Наутро радость: вчера я все успела. Иду смотреть поле, как оно, меня помнит? Вон отсюда виден берег, где стоял дом Старца. Там и сейчас что-то есть, не дом, нет, а что-то. Люди к этому месту близко не подходят, одни боятся, другие, которые живут без страха, не знают, как пройти.
Болота тут расправленные, густые, сочные. Даже зная тропу, не всякий уцелеет. Местные не рискуют, Старец и прежде не любил непрошеных гостей, а пришлые да заезжие, кто пробовал, тот плутал, сам не рад делался. Даже если потом в печали, все равно больше уж не дерзал. А печали ей что, только дай поселиться.
Я помню, как говорил о своих картинах художник, как, не смолкая, читал стихи поэт.
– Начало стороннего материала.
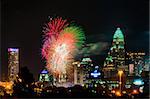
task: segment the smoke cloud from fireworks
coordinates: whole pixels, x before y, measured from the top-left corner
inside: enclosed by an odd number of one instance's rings
[[[78,26],[69,26],[61,17],[51,19],[44,27],[42,56],[46,67],[55,77],[71,71],[70,63],[78,48],[85,40],[83,30]]]

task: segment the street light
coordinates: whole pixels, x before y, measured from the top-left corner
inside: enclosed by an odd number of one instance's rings
[[[122,76],[122,74],[123,74],[123,71],[122,71],[122,70],[119,70],[119,71],[118,71],[118,75],[119,75],[120,92],[121,92],[121,84],[122,84],[122,82],[121,82],[121,76]]]

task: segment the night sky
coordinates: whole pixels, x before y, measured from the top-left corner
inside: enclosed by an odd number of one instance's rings
[[[102,46],[90,52],[93,59],[99,60],[99,64],[107,55],[106,50],[117,27],[125,35],[127,51],[143,50],[148,53],[148,1],[2,0],[2,71],[6,74],[7,48],[19,47],[20,66],[27,66],[37,79],[45,66],[40,51],[42,27],[48,16],[62,16],[82,26],[86,43]]]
Так раб беспрестанно толкует о рабстве, и сетуют на несчастья несчастливцы. Разве ты убедишь поэта, что его строки не есть соль земли?
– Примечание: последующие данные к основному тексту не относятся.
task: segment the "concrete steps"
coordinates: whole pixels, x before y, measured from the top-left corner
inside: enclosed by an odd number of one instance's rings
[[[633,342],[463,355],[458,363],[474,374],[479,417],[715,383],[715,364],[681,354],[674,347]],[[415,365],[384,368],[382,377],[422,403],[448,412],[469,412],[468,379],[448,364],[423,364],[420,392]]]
− А я умею стихи складывать! Я их много сложил!
− Молодец! – я глажу по голове рыжего мальчонку и думаю, какую службу сослужит ему это уменье, но сначала все равно разобьет его сердце.
Царь говорит о своем царстве, видишь, я снова возвращаюсь к Царю. Ты все еще хочешь повторять, что ты – невезучий раб?
Я то к одному другу обращаюсь, а то к другому. В городе я оставила за собой многих, еще больше в стране. И не счесть – в мире.
Тут я могу позвать любого, заговорю – и откликаются все.
Так бывает, подойдешь и встанешь плечом к плечу. И в мыслях я так подхожу. А потом получаю от них письма. Или во снах вижу.
В деревнях спиваются мужики, об этом толкуют повсюду, и да, вот они снова пьяны и, шатаясь, с повисшими руками бредут к дому. Маленький мальчик-поэт хмурит брови, глядя вслед мужикам, но его окликают и он бежит к другим детям, сыновьям тех, порожних. Когда-нибудь он напишет стихи об этом крае, о мужиках с огромными ладонями незанятых рук. Мужиков убедили, что от них ничего не зависит, они утратили веру в свою принадлежность. Нужно ли умереть их земле, чтобы снова начаться для них?
Я не верю в единственное рожденье. Того, с чем иные приходят в мир, не собрать и за несколько воплощений. Разве немые молчат из-за внутренней пустоты? Заглянешь в глаза молчуну и увидишь тома его жизненных накоплений. Да и священные книги рассказывают о многих рождениях, стоит ли верить в то, что однажды решили люди?
Только человек приложил к прочтению свой ум, как истина искривилась под давлением его взгляда. Потому я беру от многих учений, но полностью не следую ни одному. Только заповеди для меня безусловны, остальное лишь поле для размышлений.
Но если мой закон верен, то тогда эти пьющие мужики все же более оправданы в глазах неба, чем те, кто разучился плакать.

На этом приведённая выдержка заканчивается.